US President Bill Clinton was reported at the weekend to have called for Britain to return the 2,500-year-old sculptures to Athens but, during question time, the Secretary of State for Culture said they should stay in the British Museum The marbles, part of a frieze that once decorated the Parthenon, were brought from Greece in 1801 by the Earl of Elgin, the Ambassador to the Ottoman Empire. He had hoped to adorn his country home with them but financial difficulties forced him to sell them to the Government in 1816. Greece has disputed Britain's right to keep the marbles, but both the British Museum and the Government have remained firm on keeping them in London.
Greece hopes to see the return of the Marbles by 2004 when it hosts the Olympic Games and Greek officials said at the weekend that Mr Clinton had promised to support their claim after touring the Acropolis as part of a state visit.

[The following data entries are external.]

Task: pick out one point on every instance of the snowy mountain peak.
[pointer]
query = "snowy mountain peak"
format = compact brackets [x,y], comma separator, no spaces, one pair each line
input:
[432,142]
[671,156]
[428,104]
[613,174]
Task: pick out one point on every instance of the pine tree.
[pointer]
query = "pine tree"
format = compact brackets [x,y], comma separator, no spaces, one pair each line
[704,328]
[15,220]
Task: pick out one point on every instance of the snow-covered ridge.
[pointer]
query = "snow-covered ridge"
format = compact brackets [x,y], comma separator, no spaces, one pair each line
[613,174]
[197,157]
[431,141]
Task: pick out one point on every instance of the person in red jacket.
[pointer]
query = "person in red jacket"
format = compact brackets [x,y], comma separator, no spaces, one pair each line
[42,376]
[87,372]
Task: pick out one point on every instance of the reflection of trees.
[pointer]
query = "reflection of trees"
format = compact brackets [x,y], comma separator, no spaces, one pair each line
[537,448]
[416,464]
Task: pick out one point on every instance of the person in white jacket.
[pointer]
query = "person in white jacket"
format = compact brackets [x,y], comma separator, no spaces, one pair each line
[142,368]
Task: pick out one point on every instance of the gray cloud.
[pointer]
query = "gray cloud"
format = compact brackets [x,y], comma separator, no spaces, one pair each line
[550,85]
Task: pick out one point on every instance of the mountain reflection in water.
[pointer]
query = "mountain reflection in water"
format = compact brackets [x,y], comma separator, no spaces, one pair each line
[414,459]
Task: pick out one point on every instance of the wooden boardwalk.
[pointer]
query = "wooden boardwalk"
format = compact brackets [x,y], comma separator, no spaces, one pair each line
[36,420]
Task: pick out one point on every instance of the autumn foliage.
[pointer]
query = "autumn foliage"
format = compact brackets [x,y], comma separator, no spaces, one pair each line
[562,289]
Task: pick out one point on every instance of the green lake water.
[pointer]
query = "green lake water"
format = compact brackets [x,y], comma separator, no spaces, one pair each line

In the Commons, Robert Sheldon, the Labour MP for Ashton under Lyne and the chairman of the Standards and Privileges Committee, said that if it was possible to return the sculptures to the Parthenon itself "there would be a strong case there".
But Mr Sheldon added: "To transfer them from one museum to another museum, when they were effectively saved by bringing them into this country - will you make sure that any proposal of this kind is firmly opposed?"
Mr Smith replied: "I agree with you. The Elgin Marbles in the British Museum are visited, for free, by some six million people a year - people coming from all over the world to see these treasures. I believe they should stay that way."
Peter Ainsworth, the ToryCulture spokesman, said the Conservatives "fully endorsed the Government's robust policy" on the sculptures.
The marbles hit renewed controversy earlier this month when the British Museum announced plans to host fancy dress evenings around the exhibit for paying commercial customers. Greek scientists have also alleged that British archaeologists damaged the marbles beyond repair during a misguided attempt at restoration in the Thirties.